5 Steps to Setting up a Flawless Quality Control Program

Gilson Sieves

Everyone wants their sieves in service as long as possible, and that means as long as they meet applicable standards. Gilson Test Sieves are guaranteed to meet ASTM or ISO requirements for Compliance, Inspection, or Calibration grades as soon as they’re ordered, but eventually, wire cloth stretches, sags and tears occur, and abrasive materials reduce wire diameter, increasing opening sizes.

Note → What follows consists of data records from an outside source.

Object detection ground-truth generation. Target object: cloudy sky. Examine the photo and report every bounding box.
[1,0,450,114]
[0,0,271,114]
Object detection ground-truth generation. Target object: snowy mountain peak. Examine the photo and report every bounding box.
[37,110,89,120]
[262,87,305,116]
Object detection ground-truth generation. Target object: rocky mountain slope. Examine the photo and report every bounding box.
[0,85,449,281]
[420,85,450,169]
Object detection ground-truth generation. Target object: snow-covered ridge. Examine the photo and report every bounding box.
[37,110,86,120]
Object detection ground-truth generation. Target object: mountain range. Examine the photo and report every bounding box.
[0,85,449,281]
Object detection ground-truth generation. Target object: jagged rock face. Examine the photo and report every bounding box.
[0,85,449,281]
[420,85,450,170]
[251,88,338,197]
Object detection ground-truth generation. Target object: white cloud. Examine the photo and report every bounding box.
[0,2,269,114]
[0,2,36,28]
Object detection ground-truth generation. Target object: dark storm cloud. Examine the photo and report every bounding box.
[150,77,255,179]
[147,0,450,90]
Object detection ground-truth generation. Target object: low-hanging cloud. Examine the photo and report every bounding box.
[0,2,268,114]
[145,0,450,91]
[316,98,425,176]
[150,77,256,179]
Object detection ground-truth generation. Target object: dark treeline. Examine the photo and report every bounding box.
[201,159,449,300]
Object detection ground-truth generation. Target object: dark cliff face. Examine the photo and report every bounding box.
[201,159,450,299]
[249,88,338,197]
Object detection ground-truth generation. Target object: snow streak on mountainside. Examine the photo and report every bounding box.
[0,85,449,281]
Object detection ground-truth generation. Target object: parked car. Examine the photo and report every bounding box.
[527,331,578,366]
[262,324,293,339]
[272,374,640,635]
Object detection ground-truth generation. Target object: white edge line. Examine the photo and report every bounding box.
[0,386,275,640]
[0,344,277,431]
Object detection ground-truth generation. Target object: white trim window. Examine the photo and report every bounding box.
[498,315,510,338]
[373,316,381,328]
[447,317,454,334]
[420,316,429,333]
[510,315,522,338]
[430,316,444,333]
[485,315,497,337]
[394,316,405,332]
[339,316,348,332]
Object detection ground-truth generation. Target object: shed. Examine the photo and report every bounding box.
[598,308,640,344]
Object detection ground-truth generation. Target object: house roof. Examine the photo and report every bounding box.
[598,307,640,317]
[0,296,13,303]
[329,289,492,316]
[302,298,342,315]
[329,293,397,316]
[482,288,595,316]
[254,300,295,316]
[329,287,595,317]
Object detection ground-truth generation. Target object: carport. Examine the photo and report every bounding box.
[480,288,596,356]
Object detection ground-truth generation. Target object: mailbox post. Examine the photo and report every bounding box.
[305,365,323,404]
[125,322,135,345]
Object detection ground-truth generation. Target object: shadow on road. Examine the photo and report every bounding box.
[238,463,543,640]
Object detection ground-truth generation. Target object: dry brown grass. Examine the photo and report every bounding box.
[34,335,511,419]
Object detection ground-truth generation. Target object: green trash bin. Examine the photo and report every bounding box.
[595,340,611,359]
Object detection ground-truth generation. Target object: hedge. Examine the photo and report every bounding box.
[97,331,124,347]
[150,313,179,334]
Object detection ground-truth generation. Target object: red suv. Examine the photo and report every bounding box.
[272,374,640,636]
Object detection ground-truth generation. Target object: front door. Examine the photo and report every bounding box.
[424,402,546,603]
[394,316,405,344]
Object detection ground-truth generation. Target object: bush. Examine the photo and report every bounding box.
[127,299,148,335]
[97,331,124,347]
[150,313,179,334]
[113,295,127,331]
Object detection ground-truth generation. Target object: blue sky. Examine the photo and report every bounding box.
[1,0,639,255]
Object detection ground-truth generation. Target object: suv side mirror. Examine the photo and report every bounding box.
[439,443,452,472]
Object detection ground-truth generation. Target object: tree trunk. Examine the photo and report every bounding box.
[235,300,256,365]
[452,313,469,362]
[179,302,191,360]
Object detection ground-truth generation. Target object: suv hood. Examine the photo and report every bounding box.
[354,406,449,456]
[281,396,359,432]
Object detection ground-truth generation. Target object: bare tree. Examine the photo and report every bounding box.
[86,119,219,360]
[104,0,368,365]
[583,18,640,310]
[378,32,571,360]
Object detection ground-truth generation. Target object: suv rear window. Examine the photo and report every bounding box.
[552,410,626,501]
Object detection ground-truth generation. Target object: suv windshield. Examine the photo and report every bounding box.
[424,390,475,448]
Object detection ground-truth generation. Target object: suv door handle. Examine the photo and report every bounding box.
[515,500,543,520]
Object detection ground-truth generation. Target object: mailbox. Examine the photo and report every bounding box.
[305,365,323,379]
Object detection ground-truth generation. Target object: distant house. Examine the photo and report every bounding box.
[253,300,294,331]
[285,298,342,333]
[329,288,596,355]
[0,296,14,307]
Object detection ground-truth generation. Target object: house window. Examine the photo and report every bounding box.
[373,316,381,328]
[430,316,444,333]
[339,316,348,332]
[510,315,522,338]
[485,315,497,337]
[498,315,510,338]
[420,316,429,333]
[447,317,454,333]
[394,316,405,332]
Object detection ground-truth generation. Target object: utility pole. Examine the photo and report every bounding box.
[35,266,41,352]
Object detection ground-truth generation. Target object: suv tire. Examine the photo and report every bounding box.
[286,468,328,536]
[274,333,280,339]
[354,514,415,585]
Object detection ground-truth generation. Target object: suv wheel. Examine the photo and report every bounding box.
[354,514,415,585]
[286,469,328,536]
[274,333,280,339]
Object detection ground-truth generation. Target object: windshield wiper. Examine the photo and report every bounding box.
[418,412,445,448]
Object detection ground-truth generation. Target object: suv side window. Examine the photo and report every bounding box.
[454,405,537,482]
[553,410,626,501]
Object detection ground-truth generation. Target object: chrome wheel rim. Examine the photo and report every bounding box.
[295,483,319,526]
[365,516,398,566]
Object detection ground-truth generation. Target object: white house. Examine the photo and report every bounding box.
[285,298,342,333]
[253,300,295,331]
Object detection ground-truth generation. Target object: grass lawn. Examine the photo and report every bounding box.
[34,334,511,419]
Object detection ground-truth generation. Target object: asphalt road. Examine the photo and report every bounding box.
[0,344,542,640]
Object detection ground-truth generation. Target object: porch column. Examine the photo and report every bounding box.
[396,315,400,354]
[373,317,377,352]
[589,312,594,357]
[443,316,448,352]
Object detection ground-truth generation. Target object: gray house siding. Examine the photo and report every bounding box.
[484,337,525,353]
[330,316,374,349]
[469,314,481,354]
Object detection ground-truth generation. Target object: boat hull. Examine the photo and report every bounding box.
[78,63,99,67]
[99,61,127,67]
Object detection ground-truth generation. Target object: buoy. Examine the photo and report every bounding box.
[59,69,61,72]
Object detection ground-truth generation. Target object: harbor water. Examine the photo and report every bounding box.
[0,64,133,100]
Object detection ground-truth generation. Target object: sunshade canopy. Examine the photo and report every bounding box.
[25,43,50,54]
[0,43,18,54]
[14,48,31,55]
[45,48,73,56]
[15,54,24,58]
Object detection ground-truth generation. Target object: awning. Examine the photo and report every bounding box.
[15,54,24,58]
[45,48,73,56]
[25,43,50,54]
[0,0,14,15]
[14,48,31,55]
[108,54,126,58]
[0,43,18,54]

How do you replace your sieves before it’s too late? That’s a question we hear all the time, and there’s no quick or easy answer. But the best place to start is with an ongoing, in-house quality control program. Here, we’ll help you get started implementing this type of program in five easy steps.

Establish a Master Set

It’s best to start a quality control program by establishing a dedicated Master Reference Set of Inspection or Calibration test sieves.

The Master Set serves as the basis for a performance comparison of Working Sieves, gauging wear, and scheduling replacements. Inspection and Calibration grade sieves are provided with detailed verification reports to assure compliance with the American Society for Testing and Materials (ASTM) or the International Organization for Standardization (ISO) with measuring devices traceable to the National Institute of Standards and Technology (NIST). It’s a lot of information to keep track of so we recommend keeping all this valuable documentation organized using a system compatible with your organization’s practices. That way, it’s readily available for periodic reviewing and auditing.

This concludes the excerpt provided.